Snapin-regulated late endosomal transport is critical for efficient autophagy-lysosomal function in neurons.

Neuron maintenance and survival require late endocytic transport from distal processes to the soma where lysosomes are predominantly localized. Here, we report a role for Snapin in attaching dynein to late endosomes through its intermediate chain (DIC). snapin(-/-) neurons exhibit aberrant accumulation of immature lysosomes, clustering and impaired retrograde transport of late endosomes along processes, reduced lysosomal proteolysis due to impaired delivery of internalized proteins and hydrolase precursors from late endosomes to lysosomes, and impaired clearance of autolysosomes, combined with reduced neuron viability and neurodegeneration.
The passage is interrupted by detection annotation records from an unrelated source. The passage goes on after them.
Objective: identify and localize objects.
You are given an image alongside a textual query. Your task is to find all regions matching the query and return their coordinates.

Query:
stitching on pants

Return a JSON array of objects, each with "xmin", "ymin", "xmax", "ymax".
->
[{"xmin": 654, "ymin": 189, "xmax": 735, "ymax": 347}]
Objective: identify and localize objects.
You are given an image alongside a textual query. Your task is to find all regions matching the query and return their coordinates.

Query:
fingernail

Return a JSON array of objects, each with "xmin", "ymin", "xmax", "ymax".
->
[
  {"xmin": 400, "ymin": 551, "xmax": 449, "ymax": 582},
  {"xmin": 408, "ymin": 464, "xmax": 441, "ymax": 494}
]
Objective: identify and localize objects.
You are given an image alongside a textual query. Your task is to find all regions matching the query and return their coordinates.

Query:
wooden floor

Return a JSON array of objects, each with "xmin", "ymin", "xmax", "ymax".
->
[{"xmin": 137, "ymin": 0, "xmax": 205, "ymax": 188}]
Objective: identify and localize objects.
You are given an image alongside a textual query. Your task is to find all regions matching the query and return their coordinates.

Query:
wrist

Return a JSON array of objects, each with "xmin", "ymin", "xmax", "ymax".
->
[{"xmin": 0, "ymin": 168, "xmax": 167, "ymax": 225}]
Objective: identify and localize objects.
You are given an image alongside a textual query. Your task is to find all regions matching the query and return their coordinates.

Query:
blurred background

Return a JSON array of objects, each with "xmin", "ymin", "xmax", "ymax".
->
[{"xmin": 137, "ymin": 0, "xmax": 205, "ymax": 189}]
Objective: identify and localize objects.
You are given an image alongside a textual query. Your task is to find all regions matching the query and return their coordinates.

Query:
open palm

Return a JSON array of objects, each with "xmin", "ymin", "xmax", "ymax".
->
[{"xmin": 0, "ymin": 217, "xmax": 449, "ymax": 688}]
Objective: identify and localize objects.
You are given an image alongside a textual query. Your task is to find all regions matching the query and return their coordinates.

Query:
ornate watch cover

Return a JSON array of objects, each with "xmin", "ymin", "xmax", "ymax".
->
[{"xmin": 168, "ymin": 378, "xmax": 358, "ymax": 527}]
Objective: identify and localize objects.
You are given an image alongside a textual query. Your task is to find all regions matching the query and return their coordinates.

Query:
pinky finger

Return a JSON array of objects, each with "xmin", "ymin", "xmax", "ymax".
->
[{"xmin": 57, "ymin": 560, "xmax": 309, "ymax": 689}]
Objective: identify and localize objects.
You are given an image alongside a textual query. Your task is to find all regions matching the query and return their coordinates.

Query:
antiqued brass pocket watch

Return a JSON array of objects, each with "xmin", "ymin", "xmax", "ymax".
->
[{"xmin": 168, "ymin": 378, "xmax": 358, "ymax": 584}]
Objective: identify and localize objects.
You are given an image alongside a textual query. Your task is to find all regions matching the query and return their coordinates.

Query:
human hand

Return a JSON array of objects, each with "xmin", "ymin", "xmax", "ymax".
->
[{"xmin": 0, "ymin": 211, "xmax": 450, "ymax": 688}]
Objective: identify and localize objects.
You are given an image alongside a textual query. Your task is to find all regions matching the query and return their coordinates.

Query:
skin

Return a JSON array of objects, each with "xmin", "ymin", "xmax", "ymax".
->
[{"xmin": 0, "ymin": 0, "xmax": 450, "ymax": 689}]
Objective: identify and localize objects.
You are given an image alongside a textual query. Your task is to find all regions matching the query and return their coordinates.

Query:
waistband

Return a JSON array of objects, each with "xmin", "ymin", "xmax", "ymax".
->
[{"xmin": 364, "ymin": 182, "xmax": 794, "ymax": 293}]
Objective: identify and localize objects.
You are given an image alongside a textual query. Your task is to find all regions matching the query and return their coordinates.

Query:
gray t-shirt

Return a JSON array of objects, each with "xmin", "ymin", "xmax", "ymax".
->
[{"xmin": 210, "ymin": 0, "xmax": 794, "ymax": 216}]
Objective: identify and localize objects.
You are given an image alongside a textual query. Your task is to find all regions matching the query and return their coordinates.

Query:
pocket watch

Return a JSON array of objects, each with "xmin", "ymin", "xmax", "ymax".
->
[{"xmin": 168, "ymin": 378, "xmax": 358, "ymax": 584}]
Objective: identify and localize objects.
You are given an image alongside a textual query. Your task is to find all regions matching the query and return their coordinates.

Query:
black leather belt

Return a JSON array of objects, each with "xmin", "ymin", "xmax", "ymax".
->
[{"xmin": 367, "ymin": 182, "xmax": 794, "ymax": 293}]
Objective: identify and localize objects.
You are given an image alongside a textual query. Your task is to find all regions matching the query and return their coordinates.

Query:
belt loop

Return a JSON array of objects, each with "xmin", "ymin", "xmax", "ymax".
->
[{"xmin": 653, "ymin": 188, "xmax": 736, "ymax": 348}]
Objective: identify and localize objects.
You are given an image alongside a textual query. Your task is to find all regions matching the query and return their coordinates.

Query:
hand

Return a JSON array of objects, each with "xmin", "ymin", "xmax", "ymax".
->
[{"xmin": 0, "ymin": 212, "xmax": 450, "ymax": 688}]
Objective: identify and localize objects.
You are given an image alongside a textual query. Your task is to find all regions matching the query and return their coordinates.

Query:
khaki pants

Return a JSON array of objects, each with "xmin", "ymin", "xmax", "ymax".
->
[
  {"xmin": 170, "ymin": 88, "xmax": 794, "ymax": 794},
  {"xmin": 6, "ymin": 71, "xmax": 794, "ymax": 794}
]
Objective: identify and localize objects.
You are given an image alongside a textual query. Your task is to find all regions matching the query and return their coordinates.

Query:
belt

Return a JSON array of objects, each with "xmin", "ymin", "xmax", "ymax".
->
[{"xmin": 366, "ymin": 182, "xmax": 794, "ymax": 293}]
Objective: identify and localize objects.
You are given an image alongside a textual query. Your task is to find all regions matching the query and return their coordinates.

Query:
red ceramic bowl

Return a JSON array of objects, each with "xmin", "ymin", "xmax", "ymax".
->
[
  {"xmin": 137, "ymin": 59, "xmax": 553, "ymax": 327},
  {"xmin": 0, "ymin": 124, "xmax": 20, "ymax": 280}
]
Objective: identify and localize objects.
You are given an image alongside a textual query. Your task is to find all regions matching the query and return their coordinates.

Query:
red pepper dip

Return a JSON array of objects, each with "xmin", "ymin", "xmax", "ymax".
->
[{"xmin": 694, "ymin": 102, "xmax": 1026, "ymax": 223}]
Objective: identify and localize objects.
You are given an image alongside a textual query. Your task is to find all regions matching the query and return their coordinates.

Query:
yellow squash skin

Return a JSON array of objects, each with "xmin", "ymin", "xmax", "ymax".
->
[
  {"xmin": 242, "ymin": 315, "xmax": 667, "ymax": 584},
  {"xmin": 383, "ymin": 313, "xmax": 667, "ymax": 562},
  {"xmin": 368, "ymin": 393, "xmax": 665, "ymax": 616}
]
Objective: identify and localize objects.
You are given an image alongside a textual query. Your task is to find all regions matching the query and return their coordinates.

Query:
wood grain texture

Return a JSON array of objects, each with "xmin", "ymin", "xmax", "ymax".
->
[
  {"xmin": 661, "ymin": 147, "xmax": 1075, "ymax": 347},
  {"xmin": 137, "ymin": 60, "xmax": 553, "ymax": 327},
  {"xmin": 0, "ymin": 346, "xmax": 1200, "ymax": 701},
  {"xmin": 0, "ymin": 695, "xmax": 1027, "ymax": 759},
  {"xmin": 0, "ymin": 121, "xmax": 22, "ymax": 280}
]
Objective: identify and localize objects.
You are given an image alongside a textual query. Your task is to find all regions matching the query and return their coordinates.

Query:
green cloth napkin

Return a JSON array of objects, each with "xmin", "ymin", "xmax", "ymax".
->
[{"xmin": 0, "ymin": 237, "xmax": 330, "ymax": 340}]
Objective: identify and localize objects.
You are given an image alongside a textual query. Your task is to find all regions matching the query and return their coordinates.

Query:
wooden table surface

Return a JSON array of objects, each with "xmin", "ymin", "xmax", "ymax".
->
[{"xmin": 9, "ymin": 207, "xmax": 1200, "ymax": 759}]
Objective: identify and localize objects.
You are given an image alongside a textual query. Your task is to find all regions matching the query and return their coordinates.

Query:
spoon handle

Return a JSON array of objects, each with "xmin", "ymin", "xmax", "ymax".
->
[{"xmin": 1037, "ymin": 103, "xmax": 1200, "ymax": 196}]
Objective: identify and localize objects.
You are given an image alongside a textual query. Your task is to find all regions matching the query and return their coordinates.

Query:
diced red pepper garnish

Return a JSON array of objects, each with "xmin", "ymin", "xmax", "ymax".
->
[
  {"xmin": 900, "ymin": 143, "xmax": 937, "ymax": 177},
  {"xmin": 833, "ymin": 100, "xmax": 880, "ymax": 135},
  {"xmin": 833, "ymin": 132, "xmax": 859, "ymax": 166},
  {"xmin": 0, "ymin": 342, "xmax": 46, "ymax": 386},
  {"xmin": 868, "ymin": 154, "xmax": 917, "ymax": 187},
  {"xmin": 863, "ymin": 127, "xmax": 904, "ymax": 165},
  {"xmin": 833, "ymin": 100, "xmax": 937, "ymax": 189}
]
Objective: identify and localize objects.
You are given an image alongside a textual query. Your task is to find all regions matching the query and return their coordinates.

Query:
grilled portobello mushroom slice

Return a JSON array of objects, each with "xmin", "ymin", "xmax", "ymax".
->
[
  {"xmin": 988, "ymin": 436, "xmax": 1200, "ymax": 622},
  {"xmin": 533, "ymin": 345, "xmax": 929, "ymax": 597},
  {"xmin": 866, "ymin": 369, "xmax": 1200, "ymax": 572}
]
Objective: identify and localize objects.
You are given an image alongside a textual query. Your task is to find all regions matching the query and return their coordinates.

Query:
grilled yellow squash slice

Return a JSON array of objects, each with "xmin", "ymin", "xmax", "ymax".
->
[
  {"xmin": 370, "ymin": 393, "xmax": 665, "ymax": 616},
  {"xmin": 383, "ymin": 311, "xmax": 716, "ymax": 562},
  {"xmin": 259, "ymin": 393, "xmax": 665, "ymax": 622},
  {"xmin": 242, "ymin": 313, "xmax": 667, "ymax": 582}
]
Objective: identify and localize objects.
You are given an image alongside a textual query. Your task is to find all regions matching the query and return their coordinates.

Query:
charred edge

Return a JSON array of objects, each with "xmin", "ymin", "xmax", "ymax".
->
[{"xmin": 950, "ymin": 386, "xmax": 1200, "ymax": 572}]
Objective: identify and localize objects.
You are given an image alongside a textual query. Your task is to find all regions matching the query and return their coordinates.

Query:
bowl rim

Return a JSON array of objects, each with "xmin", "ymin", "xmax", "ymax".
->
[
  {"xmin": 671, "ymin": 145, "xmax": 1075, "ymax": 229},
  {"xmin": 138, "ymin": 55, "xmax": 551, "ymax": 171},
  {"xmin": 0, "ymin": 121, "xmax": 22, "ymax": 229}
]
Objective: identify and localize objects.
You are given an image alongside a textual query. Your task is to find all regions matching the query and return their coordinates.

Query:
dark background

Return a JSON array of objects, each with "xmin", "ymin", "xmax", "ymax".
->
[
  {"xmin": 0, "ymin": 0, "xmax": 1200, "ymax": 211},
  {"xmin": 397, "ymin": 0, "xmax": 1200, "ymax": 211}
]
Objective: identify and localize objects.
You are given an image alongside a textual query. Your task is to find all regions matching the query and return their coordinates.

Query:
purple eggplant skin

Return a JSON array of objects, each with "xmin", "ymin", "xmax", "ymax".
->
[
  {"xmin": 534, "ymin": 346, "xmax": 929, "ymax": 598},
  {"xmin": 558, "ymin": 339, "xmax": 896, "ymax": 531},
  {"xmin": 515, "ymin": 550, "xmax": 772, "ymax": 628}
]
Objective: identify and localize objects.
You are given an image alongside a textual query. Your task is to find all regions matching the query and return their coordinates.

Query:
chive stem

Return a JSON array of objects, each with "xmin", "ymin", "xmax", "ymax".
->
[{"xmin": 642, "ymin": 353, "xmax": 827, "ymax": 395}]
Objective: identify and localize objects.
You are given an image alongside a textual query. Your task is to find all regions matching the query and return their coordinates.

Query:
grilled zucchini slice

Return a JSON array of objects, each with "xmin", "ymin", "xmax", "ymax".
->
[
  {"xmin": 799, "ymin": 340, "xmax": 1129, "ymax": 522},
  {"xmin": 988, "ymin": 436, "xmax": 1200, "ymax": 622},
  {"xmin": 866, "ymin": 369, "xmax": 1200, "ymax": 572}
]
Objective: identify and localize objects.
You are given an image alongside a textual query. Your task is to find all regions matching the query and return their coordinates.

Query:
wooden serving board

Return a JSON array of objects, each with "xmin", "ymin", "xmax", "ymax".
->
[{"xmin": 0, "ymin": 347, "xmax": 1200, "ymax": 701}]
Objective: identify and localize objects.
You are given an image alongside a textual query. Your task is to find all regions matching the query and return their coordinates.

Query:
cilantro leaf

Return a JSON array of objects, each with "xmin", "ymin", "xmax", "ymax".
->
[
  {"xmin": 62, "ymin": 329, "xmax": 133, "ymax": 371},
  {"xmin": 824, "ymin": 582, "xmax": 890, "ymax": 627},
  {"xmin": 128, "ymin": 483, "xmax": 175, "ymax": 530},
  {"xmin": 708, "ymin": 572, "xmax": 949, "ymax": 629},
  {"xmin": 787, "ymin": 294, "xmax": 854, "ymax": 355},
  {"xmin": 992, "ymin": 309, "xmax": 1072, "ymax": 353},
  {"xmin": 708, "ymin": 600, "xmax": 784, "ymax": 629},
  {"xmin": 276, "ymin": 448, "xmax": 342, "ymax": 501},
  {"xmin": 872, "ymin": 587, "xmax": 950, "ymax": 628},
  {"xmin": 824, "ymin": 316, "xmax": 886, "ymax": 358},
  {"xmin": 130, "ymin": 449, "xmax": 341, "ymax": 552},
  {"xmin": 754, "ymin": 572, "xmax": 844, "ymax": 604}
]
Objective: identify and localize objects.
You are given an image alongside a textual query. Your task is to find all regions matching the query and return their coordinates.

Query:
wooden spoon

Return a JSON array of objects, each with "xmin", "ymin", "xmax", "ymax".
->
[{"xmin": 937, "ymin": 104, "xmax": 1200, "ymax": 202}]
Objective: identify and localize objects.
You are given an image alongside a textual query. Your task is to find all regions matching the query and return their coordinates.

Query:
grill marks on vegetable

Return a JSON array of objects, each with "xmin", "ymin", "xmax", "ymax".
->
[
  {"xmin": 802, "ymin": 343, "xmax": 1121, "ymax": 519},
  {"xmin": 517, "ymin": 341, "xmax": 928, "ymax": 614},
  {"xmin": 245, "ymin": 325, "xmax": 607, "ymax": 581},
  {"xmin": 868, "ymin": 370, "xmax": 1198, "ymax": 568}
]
The phenotypes are rescued by expressing the snapin transgene, but not the DIC-binding-defective Snapin-L99K mutant. Snapin overexpression in wild-type neurons enhances late endocytic transport and lysosomal function, whereas expressing the mutant defective in Snapin-DIC coupling shows a dominant-negative effect. Altogether, our study highlights new mechanistic insights into how Snapin-DIC coordinates retrograde transport and late endosomal-lysosomal trafficking critical for autophagy-lysosomal function, and thus neuronal homeostasis.